2. Go the extra mile for the gospel (21-26)
What exactly was James’s concern, then? First, it was not about the way of salvation (James and Paul were agreed that this was through Christ, not through the law), but about the way of discipleship. Secondly, it was not about what Paul taught Gentile converts (he did teach them that circumcision was unnecessary, and James and the Jerusalem Council had said the same thing), but about what he was teaching ‘the Jews who live among the Gentiles’ (21). Thirdly, it was not about the moral law (Paul and James were agreed that God’s people must live a holy life according to God’s commandments), but about Jewish ‘customs’ (21). In a word, should Jewish believers continue to observe Jewish cultural practices? The rumour was that Paul was teaching them not to.
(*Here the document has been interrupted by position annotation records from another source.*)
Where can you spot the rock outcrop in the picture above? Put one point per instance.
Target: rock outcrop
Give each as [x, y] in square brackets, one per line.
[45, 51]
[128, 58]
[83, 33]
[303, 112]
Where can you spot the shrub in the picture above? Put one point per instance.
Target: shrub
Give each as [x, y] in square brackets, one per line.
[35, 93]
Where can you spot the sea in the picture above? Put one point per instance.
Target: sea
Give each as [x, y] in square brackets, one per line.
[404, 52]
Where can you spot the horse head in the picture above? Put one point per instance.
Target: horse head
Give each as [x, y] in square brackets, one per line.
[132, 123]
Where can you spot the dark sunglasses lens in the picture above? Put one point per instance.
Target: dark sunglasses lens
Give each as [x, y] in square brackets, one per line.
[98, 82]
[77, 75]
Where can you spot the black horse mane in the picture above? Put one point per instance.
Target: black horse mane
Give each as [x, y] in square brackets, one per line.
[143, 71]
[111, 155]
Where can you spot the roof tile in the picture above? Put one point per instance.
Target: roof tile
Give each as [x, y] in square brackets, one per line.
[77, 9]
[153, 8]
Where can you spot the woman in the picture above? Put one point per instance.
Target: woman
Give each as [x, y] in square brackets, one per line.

These zealots for the law were ready to believe the rumours which they heard about Paul. He was accused of advising Jews who lived in Gentile communities to give up circumcision.
3. Expect to be mistreated for the gospel (27-36)
The uproar in Jerusalem is thus directly linked to Paul’s recent success in advancing the gospel in Asia. They stirred up the whole crowd and seized him, shouting, ‘People of Israel, help us!’ Their accusation was that Paul had been teaching ‘everyone everywhere against our people and our law and this place’.
They provoked the worshipping crowd to frenzy by two accusations. The first of these was a misunderstanding, for they represented Paul as teaching everybody everywhere ‘against our people and our law and this place’ (28a). ‘It is ironical’, Howard Marshall justly comments, ‘that this should have been the charge against Paul at a time when he himself was undergoing purification so that he would not defile the temple!’
The second accusation, that Paul had brought Greeks into the temple area and so defiled it (28b), was simply untrue. It was not a deliberate lie, Luke charitably adds, but rather an assumption on their part (29).
The combination of these two accusations—the one a half-truth and the other an untruth—was enough to bring people ‘running from all directions’ (30), who proceeded to seize Paul, drag him out of the inner court, and try to kill him.
When the commander failed to discover who the prisoner was and what he had done, because of the hubbub, he had him taken, indeed (owing to the mob’s violence) carried, into the barracks. Meanwhile, the crowd was shouting, ‘Away with him’, just as nearly thirty years previously another crowd had shouted about another prisoner.